From: Dictionary of American Fighting Ships


A cape on the island of Molokai in the Hawaiian Islands.

(AOG - 12: dp. 3,650 (lt.); l. 255'; b. 43'; dr. 16'; s. 9 k.; cpl. 63; a. 1 3")

Halawa (AOG-12) was built as Blue Sunoco in 1929 by Sun Shipbuilding & Dry Dock Co., Chester, Pa., and operated as a tanker for the Sun Oil Co. until acquired by the Navy through the Maritime Commission in 1942. She was renamed Halawa and commissioned 10 April 1942, at Pearl Harbor, Lt. Comdr. W. J. Lane in command.
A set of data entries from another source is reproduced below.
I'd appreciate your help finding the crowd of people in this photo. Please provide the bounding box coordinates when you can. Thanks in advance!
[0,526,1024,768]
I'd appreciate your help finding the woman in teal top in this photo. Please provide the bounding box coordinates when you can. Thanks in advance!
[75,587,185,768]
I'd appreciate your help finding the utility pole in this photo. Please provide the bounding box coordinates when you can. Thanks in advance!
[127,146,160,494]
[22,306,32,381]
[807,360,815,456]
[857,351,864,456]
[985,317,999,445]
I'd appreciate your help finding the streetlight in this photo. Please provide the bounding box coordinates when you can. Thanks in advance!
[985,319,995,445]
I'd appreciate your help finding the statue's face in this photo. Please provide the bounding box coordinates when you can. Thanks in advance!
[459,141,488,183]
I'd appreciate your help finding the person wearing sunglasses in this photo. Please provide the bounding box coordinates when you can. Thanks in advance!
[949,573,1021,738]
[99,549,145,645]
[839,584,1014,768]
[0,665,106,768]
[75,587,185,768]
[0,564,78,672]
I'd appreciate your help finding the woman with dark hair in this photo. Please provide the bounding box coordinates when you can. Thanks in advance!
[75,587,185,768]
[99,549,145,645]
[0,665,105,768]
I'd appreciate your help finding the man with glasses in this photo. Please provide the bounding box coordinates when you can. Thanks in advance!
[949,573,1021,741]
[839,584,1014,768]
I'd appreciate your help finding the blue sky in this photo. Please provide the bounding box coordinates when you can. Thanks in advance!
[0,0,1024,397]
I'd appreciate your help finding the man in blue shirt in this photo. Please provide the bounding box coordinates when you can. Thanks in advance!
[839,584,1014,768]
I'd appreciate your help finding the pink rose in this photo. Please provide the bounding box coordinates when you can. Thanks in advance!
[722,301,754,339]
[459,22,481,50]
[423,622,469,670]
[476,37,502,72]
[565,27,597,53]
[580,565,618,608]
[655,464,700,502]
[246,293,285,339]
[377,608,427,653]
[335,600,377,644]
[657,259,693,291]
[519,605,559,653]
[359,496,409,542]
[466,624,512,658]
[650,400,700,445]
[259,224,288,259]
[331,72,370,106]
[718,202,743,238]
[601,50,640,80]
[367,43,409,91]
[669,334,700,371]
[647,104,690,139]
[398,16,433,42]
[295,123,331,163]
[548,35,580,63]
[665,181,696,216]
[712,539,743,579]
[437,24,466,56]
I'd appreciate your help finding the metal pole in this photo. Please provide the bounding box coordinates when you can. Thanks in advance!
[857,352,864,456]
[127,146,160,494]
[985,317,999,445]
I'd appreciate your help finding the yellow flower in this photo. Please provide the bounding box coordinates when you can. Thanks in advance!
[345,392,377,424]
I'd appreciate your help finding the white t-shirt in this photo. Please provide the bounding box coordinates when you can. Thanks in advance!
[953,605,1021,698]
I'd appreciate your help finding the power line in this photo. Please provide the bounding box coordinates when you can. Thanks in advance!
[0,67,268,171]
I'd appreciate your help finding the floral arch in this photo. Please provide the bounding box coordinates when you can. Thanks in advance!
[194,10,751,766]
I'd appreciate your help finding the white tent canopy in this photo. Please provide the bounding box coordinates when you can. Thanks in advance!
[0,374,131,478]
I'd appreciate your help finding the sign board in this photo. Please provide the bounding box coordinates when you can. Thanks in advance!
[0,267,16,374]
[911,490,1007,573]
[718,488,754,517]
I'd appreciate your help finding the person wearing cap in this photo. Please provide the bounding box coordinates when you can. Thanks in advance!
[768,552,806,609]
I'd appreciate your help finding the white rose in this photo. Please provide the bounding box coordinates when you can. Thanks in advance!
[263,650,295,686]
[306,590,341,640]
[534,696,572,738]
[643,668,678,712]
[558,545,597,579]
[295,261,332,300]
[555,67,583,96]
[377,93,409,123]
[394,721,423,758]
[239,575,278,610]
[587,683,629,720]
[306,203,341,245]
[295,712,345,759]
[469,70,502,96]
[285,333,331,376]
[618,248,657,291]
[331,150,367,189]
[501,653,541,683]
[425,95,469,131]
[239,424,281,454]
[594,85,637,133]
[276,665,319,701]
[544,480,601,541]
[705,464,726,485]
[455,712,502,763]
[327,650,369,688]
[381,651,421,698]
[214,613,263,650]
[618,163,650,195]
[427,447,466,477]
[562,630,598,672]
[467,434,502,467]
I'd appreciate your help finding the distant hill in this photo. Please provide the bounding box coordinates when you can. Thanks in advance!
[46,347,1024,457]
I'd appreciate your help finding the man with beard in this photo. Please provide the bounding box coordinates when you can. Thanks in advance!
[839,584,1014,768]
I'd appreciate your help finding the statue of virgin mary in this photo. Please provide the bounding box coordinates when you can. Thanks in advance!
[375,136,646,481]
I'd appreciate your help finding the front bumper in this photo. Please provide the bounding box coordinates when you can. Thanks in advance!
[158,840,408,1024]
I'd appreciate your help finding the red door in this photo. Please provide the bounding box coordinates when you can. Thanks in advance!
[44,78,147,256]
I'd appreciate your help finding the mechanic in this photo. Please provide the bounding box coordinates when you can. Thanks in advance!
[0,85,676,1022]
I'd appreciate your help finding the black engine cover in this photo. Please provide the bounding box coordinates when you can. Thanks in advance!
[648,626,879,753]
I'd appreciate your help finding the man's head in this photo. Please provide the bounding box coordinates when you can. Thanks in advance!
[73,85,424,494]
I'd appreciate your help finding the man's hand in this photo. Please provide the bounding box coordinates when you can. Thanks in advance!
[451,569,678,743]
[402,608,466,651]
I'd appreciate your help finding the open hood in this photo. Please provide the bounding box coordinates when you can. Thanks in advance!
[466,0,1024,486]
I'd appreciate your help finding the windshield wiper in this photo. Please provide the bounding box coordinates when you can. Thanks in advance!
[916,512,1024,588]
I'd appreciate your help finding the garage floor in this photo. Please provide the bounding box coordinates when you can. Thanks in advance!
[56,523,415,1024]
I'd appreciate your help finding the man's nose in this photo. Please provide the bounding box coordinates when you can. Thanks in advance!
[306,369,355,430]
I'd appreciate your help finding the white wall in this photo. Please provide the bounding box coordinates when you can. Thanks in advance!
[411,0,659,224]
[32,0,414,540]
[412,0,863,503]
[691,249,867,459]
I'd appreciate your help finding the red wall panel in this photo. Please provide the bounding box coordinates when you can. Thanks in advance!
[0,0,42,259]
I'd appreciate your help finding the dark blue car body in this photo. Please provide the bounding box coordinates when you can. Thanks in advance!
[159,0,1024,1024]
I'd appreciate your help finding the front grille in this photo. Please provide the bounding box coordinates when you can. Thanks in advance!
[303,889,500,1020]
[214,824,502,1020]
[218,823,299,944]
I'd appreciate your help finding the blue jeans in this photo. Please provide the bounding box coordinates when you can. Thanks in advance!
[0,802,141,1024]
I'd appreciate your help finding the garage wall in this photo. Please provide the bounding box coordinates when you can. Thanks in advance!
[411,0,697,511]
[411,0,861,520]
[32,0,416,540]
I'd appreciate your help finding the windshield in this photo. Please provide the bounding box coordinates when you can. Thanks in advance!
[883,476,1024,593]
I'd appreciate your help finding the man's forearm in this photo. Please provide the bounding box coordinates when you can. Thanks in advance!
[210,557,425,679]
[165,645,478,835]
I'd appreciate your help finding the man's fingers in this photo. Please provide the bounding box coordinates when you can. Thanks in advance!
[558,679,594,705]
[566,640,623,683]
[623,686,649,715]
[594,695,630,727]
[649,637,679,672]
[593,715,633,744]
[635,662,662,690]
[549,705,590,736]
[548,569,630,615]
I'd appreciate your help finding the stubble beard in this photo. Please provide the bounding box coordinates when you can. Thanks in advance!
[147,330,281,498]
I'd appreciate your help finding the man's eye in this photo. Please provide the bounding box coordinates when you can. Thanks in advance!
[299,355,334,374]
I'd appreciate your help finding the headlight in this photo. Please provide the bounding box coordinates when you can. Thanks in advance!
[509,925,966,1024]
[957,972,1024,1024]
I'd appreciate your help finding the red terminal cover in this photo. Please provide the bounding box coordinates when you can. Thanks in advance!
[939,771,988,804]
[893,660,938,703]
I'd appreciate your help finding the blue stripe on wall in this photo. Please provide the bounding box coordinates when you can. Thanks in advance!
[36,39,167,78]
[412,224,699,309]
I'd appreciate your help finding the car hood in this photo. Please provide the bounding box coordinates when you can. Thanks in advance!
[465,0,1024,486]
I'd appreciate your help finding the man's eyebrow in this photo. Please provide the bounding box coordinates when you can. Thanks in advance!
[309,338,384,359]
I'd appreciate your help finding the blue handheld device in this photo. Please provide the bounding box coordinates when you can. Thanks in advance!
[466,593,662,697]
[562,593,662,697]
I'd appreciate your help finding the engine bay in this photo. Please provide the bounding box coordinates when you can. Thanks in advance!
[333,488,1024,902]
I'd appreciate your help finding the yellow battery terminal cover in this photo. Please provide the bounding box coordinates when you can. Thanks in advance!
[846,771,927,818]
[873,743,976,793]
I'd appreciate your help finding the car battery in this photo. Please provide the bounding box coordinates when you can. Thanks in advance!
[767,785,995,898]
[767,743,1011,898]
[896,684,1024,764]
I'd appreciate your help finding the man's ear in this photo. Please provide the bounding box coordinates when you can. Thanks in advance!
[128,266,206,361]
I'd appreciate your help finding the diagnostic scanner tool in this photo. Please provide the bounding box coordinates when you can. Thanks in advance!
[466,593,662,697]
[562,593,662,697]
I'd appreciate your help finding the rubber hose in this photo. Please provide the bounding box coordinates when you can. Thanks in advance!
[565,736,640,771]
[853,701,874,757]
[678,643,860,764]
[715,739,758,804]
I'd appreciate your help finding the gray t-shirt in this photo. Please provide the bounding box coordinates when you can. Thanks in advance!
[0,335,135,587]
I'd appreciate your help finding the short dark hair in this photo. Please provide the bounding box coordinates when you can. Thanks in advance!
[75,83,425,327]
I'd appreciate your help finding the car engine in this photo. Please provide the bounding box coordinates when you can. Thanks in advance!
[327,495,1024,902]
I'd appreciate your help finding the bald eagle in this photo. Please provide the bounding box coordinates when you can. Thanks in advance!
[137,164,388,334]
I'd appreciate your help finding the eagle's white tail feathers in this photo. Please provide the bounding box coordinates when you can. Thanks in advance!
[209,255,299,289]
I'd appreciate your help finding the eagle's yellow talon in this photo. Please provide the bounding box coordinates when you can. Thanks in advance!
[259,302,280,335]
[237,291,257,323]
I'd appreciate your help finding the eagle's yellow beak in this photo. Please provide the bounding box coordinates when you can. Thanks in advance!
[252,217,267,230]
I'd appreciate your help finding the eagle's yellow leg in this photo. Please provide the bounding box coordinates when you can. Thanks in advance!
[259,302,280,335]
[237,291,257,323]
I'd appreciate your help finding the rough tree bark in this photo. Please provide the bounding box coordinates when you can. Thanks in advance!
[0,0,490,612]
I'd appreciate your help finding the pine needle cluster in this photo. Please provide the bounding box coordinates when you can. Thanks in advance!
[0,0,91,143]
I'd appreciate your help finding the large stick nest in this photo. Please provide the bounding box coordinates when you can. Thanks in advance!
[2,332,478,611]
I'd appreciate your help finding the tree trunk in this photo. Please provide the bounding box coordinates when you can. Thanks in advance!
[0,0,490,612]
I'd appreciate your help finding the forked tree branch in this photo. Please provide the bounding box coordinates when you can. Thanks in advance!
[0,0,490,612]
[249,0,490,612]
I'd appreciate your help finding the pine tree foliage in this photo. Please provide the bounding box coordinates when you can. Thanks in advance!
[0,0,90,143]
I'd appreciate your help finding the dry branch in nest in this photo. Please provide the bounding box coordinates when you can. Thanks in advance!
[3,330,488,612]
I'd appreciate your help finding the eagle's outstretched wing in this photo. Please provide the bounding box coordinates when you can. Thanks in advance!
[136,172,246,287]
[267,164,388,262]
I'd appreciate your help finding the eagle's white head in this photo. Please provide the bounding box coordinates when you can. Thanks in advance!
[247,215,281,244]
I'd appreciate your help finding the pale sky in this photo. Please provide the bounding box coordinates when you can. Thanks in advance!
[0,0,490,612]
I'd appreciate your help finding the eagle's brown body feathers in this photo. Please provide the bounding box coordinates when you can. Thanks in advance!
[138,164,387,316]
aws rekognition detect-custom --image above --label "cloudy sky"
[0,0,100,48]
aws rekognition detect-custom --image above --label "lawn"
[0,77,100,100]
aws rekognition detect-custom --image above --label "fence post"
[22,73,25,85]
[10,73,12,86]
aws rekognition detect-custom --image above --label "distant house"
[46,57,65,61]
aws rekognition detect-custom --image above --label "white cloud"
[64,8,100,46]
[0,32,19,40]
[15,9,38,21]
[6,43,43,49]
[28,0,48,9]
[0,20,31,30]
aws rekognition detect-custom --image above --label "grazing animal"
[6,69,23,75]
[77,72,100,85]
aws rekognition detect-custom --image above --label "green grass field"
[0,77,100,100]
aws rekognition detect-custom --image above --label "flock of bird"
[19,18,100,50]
Halawa was based at Pearl Harbor and vicinity during the entire war. She operated at the Naval Base and at Naval Air Station Kanoehe [sic; Kaneohe] supplying fuel oil and diesel fuel. The ship made occasional voyages to Palmyra, Canton, and Johnston Islands 1942-1944, supplying those bases with fuel. While returning to Pearl Harbor from Canton Island 21 December 1944 Halawa suffered a serious generator failure and was towed the rest of the way by tug ATR-12. After her arrival 26 December she stayed at Pearl Harbor until being towed to San Francisco after the war. Halawa arrived San Francisco 25 September 1945 and decommissioned 25 October. She was returned to the Maritime Commission, was placed in reserve for a time, and was sold 5 July 1948 to Foss Launch and Tug Co.